Screenshot from Journey, developed by Thatgamecompany. Image blatantly stolen from BoingBoing.

It’s called Journey, and it’ll be available March 14. My birthday is the 29th. Coincidence? Hey, it would be cheaper than getting me a spot on one of those fancy Silk Road tours that carefully shelters rich Westerners through the backwaters (backdeserts? backsteppes?) of Uzbekistan to visit the ruins of places like Samarkand and Tashkent. Though I would also accept that as a birthday present, no worries there.

For true Silk Road dorks and ethnomusicology geeks, I highly recommend any of Yo Yo Ma’s Silk Road Project collaborations (buy on iTunes if you want your fellow ethnomusicology dorks to eat dinner tonight). This is music for mental time travelers.

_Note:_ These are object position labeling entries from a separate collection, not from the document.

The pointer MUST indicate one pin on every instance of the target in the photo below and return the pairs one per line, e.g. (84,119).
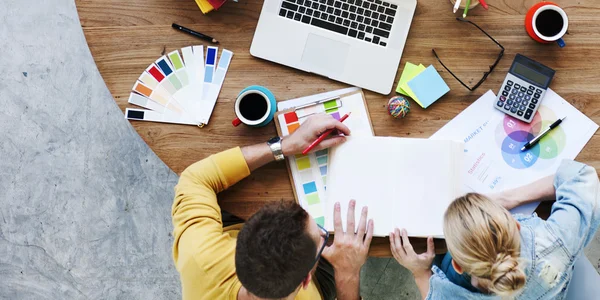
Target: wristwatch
(275,145)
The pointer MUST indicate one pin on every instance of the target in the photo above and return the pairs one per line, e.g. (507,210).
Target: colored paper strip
(313,199)
(309,188)
(303,163)
(291,117)
(322,160)
(293,127)
(321,152)
(176,60)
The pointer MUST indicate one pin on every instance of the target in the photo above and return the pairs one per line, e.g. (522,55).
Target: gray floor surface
(84,203)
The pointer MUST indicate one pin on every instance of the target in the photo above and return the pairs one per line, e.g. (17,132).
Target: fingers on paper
(396,245)
(337,219)
(350,224)
(369,233)
(362,223)
(406,243)
(330,142)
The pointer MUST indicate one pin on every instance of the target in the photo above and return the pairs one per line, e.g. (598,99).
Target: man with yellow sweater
(280,252)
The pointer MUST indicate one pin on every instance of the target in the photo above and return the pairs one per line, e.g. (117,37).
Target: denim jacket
(549,248)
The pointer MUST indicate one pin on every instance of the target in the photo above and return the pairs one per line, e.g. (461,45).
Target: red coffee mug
(537,33)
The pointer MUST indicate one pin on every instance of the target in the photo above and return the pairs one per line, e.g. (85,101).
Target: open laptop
(358,42)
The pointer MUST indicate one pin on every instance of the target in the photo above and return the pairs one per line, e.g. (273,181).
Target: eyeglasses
(485,74)
(325,235)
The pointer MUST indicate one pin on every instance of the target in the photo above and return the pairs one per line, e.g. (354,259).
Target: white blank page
(406,183)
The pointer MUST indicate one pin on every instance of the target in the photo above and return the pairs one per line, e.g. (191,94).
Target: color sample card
(428,86)
(310,171)
(179,87)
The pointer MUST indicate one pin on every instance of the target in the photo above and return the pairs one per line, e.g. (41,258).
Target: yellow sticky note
(409,72)
(413,71)
(205,7)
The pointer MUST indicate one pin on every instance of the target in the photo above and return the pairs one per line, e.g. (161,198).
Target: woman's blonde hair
(483,238)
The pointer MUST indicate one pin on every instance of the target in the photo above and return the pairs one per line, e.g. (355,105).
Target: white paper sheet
(406,183)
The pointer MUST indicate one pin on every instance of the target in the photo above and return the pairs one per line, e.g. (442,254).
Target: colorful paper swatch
(204,6)
(179,87)
(310,171)
(428,82)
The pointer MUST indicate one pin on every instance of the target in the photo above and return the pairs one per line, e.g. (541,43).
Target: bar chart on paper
(309,172)
(180,88)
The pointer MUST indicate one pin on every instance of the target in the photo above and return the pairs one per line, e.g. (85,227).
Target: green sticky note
(176,61)
(322,160)
(313,198)
(408,91)
(330,104)
(409,72)
(303,163)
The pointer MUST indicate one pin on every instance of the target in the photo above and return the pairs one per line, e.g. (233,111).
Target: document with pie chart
(493,158)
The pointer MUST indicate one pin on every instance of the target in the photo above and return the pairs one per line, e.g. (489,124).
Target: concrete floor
(85,204)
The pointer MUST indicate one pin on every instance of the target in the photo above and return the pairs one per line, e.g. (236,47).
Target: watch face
(274,140)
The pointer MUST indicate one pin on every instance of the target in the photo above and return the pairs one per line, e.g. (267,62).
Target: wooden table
(126,36)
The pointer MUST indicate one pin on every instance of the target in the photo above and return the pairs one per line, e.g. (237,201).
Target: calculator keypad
(519,99)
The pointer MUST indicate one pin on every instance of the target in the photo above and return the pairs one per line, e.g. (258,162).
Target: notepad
(423,85)
(428,87)
(406,183)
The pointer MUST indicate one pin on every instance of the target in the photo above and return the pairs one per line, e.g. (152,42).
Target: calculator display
(529,74)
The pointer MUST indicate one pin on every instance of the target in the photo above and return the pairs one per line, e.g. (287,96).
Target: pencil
(195,33)
(322,136)
(456,6)
(466,8)
(484,4)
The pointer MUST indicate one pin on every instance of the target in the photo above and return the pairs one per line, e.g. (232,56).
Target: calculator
(523,89)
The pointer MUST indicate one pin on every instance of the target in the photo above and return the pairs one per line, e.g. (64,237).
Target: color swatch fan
(180,89)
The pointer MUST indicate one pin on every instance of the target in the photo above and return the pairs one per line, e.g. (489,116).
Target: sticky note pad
(428,87)
(409,72)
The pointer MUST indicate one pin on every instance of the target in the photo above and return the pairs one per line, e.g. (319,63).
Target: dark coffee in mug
(253,106)
(549,23)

H/T Boing Boing for the thing about the video game.

Our Lady Of Wisdom

Photo by Sara Clarke.

A couple days ago I asked the question, “Is preservation always the right thing to do?”

Istanbul’s Hagia Sofia — or Ayasofya, as it’s known in modern Turkish — is a prime example of that dilemma.

On the one hand, it’s possibly the most beautiful building ever. It was built by the emperor Justinian in 537 AD, so it’s obviously of historical interest. As a church it was converted from the seat of the Patriarch of Constantinople to a Roman Catholic cathedral from 1204 to 1261, and then in 1453 the Ottoman Sultan Mehmet The Conqueror chose to preserve it as a mosque. So it’s also a holy place for people of various religions. There is no question that Hagia Sofia is worthy of historical preservation.

I’m going to ask that question anyway.

What if Ayasofya had been allowed to fester as Istanbul city life crept away from the old Byzantine center?

Photo by Sara Clarke.

What if Mehmet hadn’t been interested? (Which is a whole other architectural question, really, since the archetypal mosque structure used worldwide can be traced to Hagia Sofia, but let’s leave that for now.)

Photo by Sara Clarke.

What if Ataturk and the other founding fathers of the modern Turkish state had been a little more Soviet in their approach to religion and had closed it down rather than turning it into a museum?

Photo by Sara Clarke

What if they’d been a little more American in their approach and had let it stand as a mosque until attendance dropped and the building sank into disrepair, only to be turned into a shopping mall when Istanbul’s fortunes improved?

I guess the question I’m asking here is, how does the act of historic preservation affect — or maybe the right word is reflect — the march of history itself? What would Istanbul be in 2012 without Hagia Sofia, or with a Hagia Sofia that is still the mosque of Ayasofya, or the Mall Of Enlightenment, or a derelict site explored by intrepid travel photographers?